Markers reward stating the hypotheses, the ranking method and formula, interpretation of sign and strength, and the significance comparison with a conclusion about the null.

Original6 marksExplain why a statistically significant correlation does not prove that one variable causes the other, using a geographical example.

Show worked answer →

Argument: correlation measures whether two variables vary together, but a relationship can arise without one causing the other, so significance alone cannot establish causation.

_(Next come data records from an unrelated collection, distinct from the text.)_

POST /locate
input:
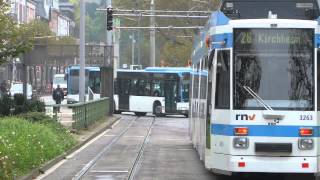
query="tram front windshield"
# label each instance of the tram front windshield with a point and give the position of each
(273, 67)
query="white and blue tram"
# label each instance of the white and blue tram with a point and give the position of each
(254, 105)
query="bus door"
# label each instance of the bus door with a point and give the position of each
(124, 91)
(171, 95)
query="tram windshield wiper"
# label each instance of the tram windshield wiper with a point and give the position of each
(257, 98)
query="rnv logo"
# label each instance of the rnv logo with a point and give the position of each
(245, 117)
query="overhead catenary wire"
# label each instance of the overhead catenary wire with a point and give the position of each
(162, 27)
(155, 11)
(162, 15)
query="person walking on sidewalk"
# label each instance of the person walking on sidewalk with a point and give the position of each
(58, 96)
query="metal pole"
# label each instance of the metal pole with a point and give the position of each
(132, 46)
(110, 62)
(82, 52)
(152, 37)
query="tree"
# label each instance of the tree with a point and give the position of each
(13, 37)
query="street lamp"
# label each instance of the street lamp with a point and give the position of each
(133, 41)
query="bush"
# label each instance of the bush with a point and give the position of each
(25, 145)
(36, 105)
(19, 99)
(36, 117)
(6, 104)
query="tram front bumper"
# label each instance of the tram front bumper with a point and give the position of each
(274, 164)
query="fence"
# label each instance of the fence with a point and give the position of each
(85, 114)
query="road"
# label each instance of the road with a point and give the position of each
(142, 148)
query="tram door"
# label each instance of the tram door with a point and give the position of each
(124, 91)
(171, 95)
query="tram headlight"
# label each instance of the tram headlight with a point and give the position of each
(240, 142)
(305, 144)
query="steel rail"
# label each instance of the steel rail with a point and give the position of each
(86, 168)
(137, 162)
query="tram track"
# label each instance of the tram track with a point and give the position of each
(108, 147)
(137, 162)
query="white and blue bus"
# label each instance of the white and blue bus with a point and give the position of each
(92, 83)
(254, 104)
(157, 90)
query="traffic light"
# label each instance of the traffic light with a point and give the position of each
(109, 19)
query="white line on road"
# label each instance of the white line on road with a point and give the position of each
(109, 135)
(116, 123)
(133, 136)
(105, 171)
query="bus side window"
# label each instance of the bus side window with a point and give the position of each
(156, 88)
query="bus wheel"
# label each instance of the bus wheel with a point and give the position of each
(157, 109)
(140, 113)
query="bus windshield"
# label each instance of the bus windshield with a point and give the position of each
(277, 65)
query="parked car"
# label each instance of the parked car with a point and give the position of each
(17, 88)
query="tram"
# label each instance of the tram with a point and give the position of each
(254, 103)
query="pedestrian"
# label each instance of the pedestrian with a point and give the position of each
(58, 96)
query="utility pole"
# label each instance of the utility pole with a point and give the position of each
(152, 37)
(82, 52)
(133, 41)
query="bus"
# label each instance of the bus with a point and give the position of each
(92, 83)
(254, 105)
(157, 90)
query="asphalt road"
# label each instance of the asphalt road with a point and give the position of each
(167, 154)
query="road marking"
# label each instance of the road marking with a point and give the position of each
(174, 139)
(114, 124)
(106, 171)
(133, 136)
(109, 135)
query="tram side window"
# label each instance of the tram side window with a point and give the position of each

Explain the reasoning: a strong, significant $r_s$ shows the variables are associated more than chance would predict, but the link could be coincidental, reversed in direction, or driven by a third confounding variable that influences both.

Use an example: infiltration rate and vegetation cover may correlate strongly, yet both could be controlled by a third factor such as soil type or slope, so vegetation does not necessarily cause higher infiltration; testing requires controlling for such confounders and a plausible process mechanism.

Add nuance: causation needs a credible physical explanation and ideally control of other variables, not just a significant coefficient. Markers reward distinguishing association from causation, naming a confounding variable, and the point that a mechanism must support any causal claim.